Malware Hidden in Flex Capacity Space of Modern SSDs

Cybersecurity researchers from Korea have devised a series of cyberattacks against some solid-state disks (SSDs) that might allow malware to be planted at a position beyond the user’s and security solutions’ reach.

The attack models are designed for drives with flex capacity characteristics and target a hidden section on the device known as over-provisioning, which SSD manufacturers have extensively employed for performance improvement on NAND flash-based storage systems. Attacks on the hardware level are the most persistent and stealthy. In the past, sophisticated actors tried hard to apply similar concepts against HDDs, concealing dangerous code in inaccessible drive sectors.

Micron Technology’s Flex Capacity technology allows storage devices to automatically modify the sizes of raw and user-allocated space to improve performance by engulfing write workload volumes. Over-provisioning is a dynamic system that produces and changes a buffer of space that usually takes between 7% and 25% of the entire disk capacity.

The operating system and any programs running on it, including security solutions and anti-virus tools, are unaware of the over-provisioning area. The SSD manager dynamically adjusts this space against the workloads when the user opens different apps, depending on how write-intensive or read-intensive they are.

Researchers at Korea University in Seoul modeled one approach that targets an invalid data region containing non-erased information that falls between useable SSD space and the over-provisioning (OP) area and whose size is dependent on both. According to the research paper, a hacker can use the firmware manager to modify the size of the OP region, resulting in exploitable invalid data space.

The issue is that many SSD manufacturers choose not to remove the incorrect data region to save resources.
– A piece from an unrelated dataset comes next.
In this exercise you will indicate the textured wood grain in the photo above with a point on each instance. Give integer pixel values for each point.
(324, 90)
The idea is that breaking the link of the mapping table is adequate to prevent unauthorized access. Therefore, this area remains filled with data for long periods. As a result, a threat actor who exploits this flaw might obtain access to potentially sensitive data.
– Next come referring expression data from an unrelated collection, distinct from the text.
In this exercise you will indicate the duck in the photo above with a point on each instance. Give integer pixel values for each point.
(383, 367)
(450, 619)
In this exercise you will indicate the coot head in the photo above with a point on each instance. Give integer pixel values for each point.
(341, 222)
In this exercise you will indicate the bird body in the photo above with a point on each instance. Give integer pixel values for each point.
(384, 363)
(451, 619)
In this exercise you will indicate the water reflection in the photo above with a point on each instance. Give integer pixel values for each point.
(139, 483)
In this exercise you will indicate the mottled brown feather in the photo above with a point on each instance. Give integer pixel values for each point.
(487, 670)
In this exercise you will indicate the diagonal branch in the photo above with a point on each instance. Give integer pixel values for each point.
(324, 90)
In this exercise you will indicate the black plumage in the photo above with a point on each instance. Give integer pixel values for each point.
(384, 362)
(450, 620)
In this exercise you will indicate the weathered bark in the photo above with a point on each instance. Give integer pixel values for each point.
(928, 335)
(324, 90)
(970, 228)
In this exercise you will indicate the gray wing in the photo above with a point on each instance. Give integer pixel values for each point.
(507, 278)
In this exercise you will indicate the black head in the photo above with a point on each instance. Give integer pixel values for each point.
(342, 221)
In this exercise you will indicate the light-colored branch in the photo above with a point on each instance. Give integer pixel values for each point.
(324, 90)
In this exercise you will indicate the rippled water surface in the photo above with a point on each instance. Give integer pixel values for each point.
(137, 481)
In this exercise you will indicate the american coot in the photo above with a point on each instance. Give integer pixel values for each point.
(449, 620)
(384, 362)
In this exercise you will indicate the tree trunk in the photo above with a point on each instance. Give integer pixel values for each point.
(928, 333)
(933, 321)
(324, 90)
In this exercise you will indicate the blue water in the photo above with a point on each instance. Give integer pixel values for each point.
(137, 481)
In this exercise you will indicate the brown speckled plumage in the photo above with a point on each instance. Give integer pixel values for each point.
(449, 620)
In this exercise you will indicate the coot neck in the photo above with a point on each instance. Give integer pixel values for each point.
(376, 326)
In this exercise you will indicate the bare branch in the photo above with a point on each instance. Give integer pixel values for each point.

According to the researchers, forensic work on NAND flash memory can expose data that hasn’t been removed in more than six months. In a second attack strategy, the OP region is exploited as a hidden location where a threat actor may hide malware that users cannot monitor or remove. The apparent benefit of such an attack is its stealthiness. Malicious code detection in OP regions is time-consuming and needs highly sophisticated forensic techniques.